Mais les inconvéniens que l’on trouva à laisser les gruyers des seigneurs seuls maîtres de la poursuite de toutes sortes de délits indistinctement, sur-tout dans les bois des gens de main-morte, donnerent lieu à la déclaration du 8 Janvier 1715, par laquelle il a été ordonné que les officiers des eaux & forêts du roi exerceront sur les eaux & forêts des prélats & autres ecclésiastiques, chapitres & communautés régulieres, séculieres & laiques, la même jurisdiction qu’ils exercent sur les eaux & forêts du roi, en ce qui concerne le fait des usages, délits, abus & malversations qui s’y commettent, sans qu’il soit besoin qu’ils ayent prévenu, ni qu’ils en ayent été requis, encore que les délits n’ayent pas été commis par les bénéficiers dans les bois dépendans de leurs bénéfices ; & à l’égard des usages, abus & malversations qui concernent les eaux & forêts qui appartiennent aux seigneurs laïques ou autres particuliers, il est dit que les officiers des eaux & forêts du roi en connoitront pareillement sans qu’ils en ayent été requis, ni qu’ils ayent prévenu, lorsque les propriétaires de ces eaux & forêts auront eux-mêmes commis les délits & abus ; mais ils ne peuvent en prendre connoissance quand ils ont été commis par d’autres, à-moins qu’ils n’en ayent été requis & qu’ils n’ayent prévenu les juges gruyers des seigneurs : enfin cette déclaration ordonne que l’appel des gruyers des seigneurs se relevera directement à la table-de-marbre, comme avant l’édit du mois de Mars 1707.

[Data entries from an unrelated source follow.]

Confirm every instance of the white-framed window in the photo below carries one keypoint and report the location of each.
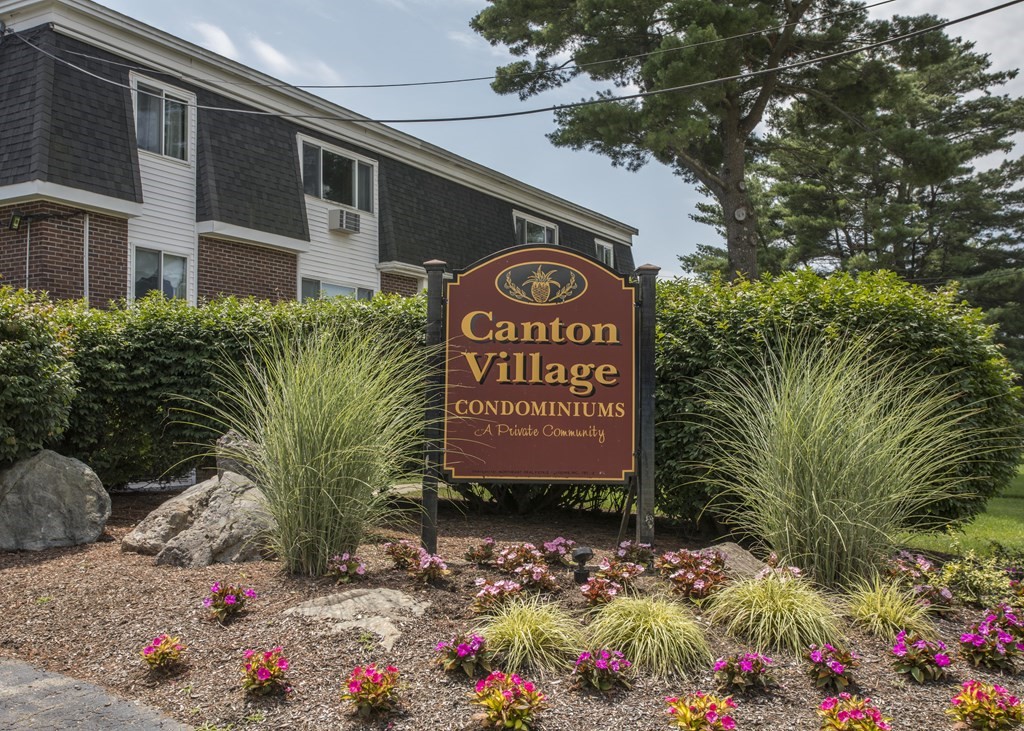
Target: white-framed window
(162, 120)
(534, 230)
(337, 176)
(605, 253)
(155, 269)
(316, 289)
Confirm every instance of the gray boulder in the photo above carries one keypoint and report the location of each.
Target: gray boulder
(221, 520)
(48, 501)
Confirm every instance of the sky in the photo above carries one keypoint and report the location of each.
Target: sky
(394, 41)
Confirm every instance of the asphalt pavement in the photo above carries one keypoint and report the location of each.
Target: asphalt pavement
(31, 698)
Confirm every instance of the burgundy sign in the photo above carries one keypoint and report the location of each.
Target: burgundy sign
(540, 370)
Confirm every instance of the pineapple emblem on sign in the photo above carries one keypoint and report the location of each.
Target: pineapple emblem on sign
(546, 285)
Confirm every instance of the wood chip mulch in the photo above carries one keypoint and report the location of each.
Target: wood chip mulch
(88, 611)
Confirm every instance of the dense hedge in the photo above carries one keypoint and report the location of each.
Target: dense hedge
(134, 362)
(704, 327)
(141, 364)
(36, 377)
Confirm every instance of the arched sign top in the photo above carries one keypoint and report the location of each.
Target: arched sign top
(548, 284)
(540, 381)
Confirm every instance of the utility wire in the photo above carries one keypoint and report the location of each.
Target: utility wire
(571, 68)
(576, 104)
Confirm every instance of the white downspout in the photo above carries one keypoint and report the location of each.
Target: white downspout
(85, 258)
(28, 243)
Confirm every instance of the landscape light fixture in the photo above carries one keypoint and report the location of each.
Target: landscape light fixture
(581, 556)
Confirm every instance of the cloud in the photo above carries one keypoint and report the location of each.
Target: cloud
(473, 42)
(296, 71)
(216, 39)
(278, 62)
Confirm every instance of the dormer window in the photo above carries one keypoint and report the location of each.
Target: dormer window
(161, 122)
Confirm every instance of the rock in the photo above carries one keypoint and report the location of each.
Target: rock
(739, 563)
(375, 610)
(48, 501)
(222, 520)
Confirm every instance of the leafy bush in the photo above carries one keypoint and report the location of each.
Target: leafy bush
(775, 613)
(36, 376)
(885, 609)
(975, 581)
(530, 633)
(824, 449)
(706, 328)
(329, 420)
(135, 360)
(656, 634)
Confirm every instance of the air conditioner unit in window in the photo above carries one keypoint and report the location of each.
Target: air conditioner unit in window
(343, 221)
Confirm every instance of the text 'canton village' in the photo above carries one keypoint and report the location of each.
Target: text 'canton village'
(540, 363)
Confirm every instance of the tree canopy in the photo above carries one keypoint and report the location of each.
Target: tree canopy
(705, 134)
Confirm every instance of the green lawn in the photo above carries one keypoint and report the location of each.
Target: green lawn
(1003, 522)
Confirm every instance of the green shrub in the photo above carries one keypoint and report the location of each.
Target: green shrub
(529, 633)
(36, 376)
(975, 581)
(775, 613)
(656, 635)
(824, 449)
(329, 419)
(885, 609)
(705, 328)
(137, 361)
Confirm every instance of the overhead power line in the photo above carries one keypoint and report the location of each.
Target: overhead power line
(576, 104)
(441, 82)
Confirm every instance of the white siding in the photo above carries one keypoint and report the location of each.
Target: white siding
(341, 258)
(168, 220)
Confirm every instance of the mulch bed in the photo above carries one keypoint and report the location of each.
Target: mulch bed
(87, 611)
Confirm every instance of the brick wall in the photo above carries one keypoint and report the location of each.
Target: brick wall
(398, 285)
(245, 270)
(56, 252)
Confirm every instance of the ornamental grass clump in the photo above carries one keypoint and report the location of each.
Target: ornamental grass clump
(830, 668)
(508, 701)
(658, 636)
(329, 419)
(602, 670)
(466, 652)
(921, 659)
(164, 653)
(751, 671)
(263, 673)
(371, 690)
(885, 609)
(825, 447)
(775, 613)
(226, 600)
(526, 632)
(701, 712)
(850, 713)
(984, 706)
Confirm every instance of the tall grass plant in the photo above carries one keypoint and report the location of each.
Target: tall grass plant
(825, 447)
(329, 419)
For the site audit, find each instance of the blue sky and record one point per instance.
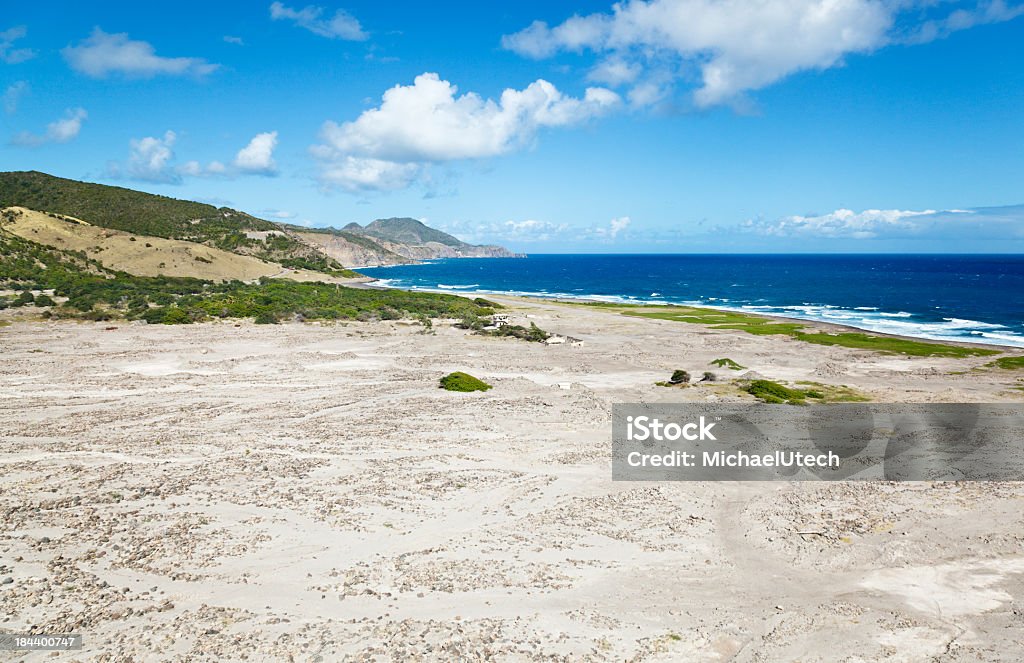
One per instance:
(655, 125)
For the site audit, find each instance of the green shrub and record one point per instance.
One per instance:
(771, 391)
(24, 299)
(460, 381)
(679, 376)
(175, 316)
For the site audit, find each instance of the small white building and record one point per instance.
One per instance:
(558, 339)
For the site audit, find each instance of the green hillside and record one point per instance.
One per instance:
(406, 231)
(87, 290)
(141, 213)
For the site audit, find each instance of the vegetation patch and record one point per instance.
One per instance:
(1008, 363)
(532, 333)
(836, 392)
(95, 292)
(761, 326)
(770, 391)
(460, 381)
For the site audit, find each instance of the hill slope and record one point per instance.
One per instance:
(413, 240)
(153, 215)
(389, 241)
(404, 231)
(140, 255)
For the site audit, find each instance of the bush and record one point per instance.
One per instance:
(460, 381)
(771, 391)
(679, 377)
(24, 299)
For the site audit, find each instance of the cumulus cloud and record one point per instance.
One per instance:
(428, 122)
(257, 157)
(537, 231)
(841, 223)
(738, 45)
(990, 222)
(153, 159)
(278, 213)
(341, 26)
(62, 130)
(101, 54)
(150, 159)
(12, 96)
(8, 53)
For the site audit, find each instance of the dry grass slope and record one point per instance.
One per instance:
(137, 254)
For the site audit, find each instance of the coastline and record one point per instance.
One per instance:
(193, 457)
(929, 297)
(809, 322)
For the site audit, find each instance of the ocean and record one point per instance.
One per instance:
(976, 298)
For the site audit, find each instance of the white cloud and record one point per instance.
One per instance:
(341, 26)
(952, 225)
(101, 54)
(278, 213)
(614, 71)
(843, 223)
(62, 130)
(356, 173)
(153, 159)
(257, 157)
(739, 45)
(8, 53)
(985, 12)
(614, 226)
(150, 159)
(428, 122)
(530, 231)
(12, 95)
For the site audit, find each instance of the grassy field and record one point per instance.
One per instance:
(763, 326)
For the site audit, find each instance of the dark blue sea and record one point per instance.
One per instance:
(949, 297)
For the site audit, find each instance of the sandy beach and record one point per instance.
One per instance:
(305, 492)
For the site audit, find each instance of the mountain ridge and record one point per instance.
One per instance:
(392, 241)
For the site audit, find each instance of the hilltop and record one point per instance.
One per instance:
(394, 241)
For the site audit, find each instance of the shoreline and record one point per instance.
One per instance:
(810, 322)
(190, 456)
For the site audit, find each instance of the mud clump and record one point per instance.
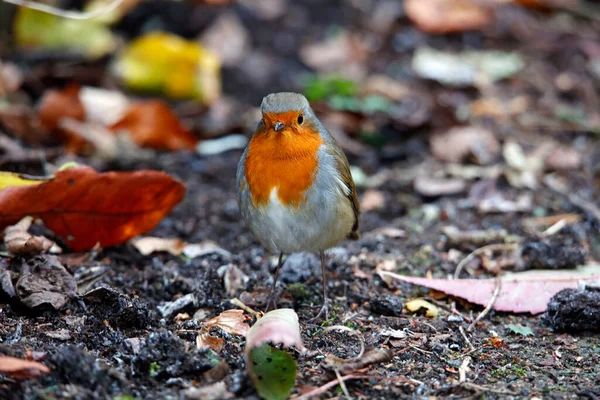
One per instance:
(71, 365)
(573, 310)
(163, 355)
(119, 310)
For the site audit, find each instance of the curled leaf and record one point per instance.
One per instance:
(415, 305)
(86, 208)
(19, 241)
(273, 371)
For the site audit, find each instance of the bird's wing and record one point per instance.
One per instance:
(342, 165)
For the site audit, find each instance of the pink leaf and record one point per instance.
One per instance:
(527, 291)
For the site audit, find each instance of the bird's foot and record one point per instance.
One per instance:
(324, 312)
(271, 301)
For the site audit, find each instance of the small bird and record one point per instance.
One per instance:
(295, 190)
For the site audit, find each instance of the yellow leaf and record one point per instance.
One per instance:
(417, 304)
(8, 179)
(163, 62)
(37, 29)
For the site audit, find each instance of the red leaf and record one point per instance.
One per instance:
(21, 369)
(445, 16)
(85, 207)
(153, 124)
(522, 292)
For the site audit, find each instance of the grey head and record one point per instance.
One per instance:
(276, 103)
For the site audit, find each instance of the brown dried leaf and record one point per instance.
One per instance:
(18, 368)
(153, 124)
(19, 242)
(445, 16)
(461, 143)
(86, 208)
(232, 321)
(204, 339)
(429, 186)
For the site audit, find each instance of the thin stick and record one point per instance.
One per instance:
(489, 305)
(323, 389)
(464, 335)
(65, 13)
(342, 384)
(462, 370)
(244, 307)
(475, 253)
(554, 229)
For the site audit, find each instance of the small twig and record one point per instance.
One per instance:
(420, 349)
(342, 384)
(462, 370)
(489, 305)
(554, 229)
(351, 332)
(323, 389)
(474, 386)
(464, 335)
(573, 198)
(238, 302)
(65, 13)
(475, 253)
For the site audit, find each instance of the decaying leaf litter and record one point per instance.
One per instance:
(477, 167)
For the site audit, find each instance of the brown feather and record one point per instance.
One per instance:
(342, 163)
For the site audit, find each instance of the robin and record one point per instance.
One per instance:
(295, 190)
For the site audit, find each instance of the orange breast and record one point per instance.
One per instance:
(286, 161)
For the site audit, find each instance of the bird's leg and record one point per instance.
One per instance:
(325, 309)
(274, 288)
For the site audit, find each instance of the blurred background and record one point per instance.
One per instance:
(450, 81)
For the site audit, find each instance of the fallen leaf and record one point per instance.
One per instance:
(22, 369)
(204, 339)
(233, 50)
(44, 280)
(148, 245)
(415, 305)
(520, 330)
(153, 124)
(58, 104)
(445, 16)
(432, 187)
(168, 63)
(461, 143)
(343, 53)
(273, 371)
(520, 292)
(467, 68)
(372, 200)
(347, 366)
(35, 29)
(86, 208)
(102, 106)
(231, 321)
(8, 179)
(563, 158)
(19, 242)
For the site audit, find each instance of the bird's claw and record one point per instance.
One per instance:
(324, 311)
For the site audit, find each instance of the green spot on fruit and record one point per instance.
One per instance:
(273, 372)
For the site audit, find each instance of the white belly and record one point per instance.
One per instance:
(314, 226)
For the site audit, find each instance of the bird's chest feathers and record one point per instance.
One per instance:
(285, 164)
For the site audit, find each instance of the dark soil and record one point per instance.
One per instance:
(122, 337)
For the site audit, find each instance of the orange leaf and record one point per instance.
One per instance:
(85, 207)
(153, 124)
(445, 16)
(56, 105)
(21, 369)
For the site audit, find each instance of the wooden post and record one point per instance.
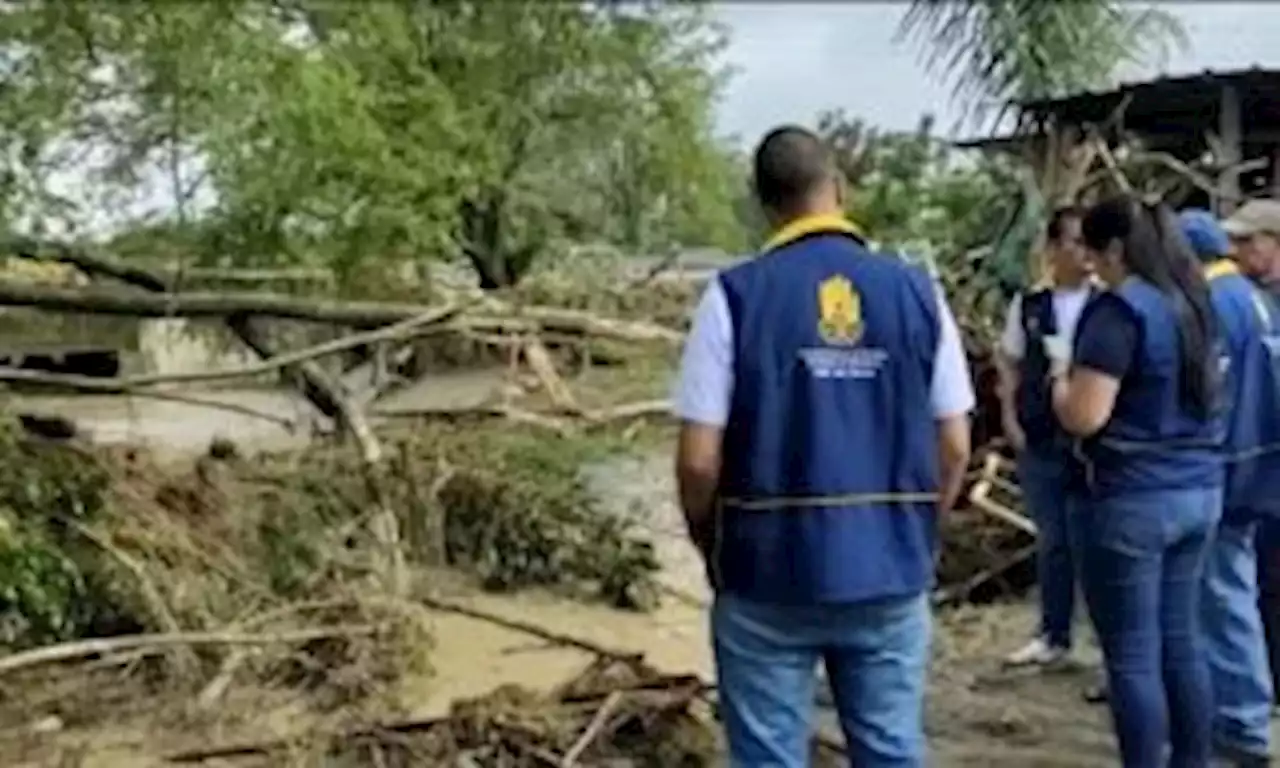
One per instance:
(1275, 172)
(1229, 136)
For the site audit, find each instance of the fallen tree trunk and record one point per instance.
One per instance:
(319, 388)
(360, 314)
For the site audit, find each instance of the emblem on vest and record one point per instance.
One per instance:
(840, 311)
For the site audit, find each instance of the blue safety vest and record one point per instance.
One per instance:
(1251, 327)
(1152, 442)
(1033, 397)
(830, 481)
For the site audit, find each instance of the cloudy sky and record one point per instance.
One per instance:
(798, 59)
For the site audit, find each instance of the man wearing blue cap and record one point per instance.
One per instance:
(1233, 624)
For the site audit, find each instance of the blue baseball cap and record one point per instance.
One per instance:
(1205, 234)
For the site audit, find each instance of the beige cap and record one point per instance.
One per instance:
(1255, 216)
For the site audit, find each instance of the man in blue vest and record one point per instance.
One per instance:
(823, 400)
(1048, 310)
(1255, 231)
(1232, 620)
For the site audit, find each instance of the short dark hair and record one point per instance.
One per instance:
(1059, 218)
(790, 164)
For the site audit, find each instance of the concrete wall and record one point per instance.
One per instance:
(176, 346)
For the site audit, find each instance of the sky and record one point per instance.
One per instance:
(798, 59)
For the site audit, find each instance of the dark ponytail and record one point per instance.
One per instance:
(1156, 251)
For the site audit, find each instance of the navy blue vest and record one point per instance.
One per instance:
(830, 483)
(1152, 442)
(1033, 398)
(1251, 325)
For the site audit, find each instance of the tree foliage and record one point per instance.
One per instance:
(913, 191)
(999, 51)
(350, 135)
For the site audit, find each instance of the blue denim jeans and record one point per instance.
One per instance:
(876, 654)
(1043, 481)
(1143, 565)
(1235, 640)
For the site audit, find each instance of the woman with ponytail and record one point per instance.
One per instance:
(1142, 392)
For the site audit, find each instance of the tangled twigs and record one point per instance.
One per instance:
(631, 712)
(530, 629)
(80, 649)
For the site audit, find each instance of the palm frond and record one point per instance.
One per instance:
(995, 53)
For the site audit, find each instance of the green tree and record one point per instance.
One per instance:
(913, 191)
(352, 135)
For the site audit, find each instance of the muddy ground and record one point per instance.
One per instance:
(978, 714)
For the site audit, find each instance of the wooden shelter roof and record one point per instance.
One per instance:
(1166, 109)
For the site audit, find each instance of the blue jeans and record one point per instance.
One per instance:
(876, 654)
(1043, 481)
(1143, 567)
(1235, 641)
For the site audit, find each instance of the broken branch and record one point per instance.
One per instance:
(78, 649)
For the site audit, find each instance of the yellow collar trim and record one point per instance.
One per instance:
(807, 225)
(1092, 283)
(1220, 269)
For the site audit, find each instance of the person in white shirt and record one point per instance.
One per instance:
(1040, 327)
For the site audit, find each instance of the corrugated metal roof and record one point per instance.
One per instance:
(1146, 96)
(1164, 81)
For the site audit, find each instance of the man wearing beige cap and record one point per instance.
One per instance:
(1255, 231)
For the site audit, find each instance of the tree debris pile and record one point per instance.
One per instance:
(616, 712)
(251, 574)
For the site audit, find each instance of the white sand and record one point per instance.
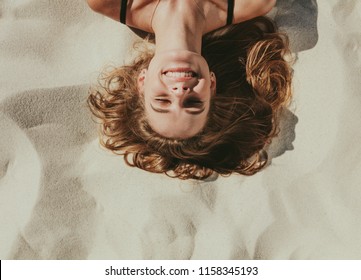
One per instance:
(63, 197)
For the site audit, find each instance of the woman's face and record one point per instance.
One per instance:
(177, 89)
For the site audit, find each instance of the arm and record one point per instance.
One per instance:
(109, 8)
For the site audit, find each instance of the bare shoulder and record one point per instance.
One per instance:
(247, 9)
(109, 8)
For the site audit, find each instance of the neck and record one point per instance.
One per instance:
(178, 25)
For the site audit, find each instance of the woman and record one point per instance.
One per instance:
(207, 99)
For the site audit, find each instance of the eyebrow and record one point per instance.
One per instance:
(164, 111)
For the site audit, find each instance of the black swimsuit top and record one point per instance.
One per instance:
(143, 34)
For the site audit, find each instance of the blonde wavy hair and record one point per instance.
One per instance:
(253, 83)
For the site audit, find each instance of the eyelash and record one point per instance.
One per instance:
(189, 102)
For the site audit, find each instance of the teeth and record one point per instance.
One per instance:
(180, 74)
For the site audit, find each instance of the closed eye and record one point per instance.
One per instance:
(163, 101)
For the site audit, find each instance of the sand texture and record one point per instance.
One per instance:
(62, 196)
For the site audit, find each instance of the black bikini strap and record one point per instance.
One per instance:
(230, 12)
(123, 11)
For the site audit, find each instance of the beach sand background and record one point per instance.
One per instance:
(62, 196)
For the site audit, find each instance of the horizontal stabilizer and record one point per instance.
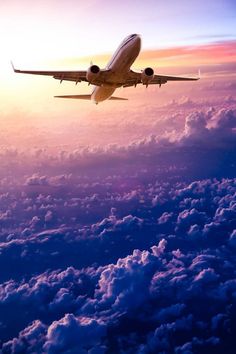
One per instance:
(76, 97)
(88, 97)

Les bois tenus en grurie sont ceux qui sont soûmis à la jurisdiction des officiers du roi, & sur lesquels il joüit de quelques droits, à cause de la justice qu’il y fait exercer. Les bois de cette qualité ne peuvent être vendus que par le ministere des officiers du roi pour les eaux & forêts, & avec les mêmes formalités que les bois & forêts du roi.

Dans tous les bois sujets aux droits de grurie ou grairie, la justice & en conséquence tous les profits qui en procedent, tels que les amendes & confiscations, appartiennent au roi ; ensemble la chasse, paisson & glandée, privativement à tous autres, si ce n’est qu’à l’égard de la paisson & glandée il y eût titre au contraire.

Le droit de grurie qu’on appelle aussi en quelques endroits grairie, est une portion de la vente que le roi perçoit sur les bois d’autrui, soit en argent ou en essence du meilleur bois.

Dans la forêt d’Orléans, le droit de grurie ou grairie est de deux sous parisis d’une part du prix de la vente, & de dix-huit deniers d’autre.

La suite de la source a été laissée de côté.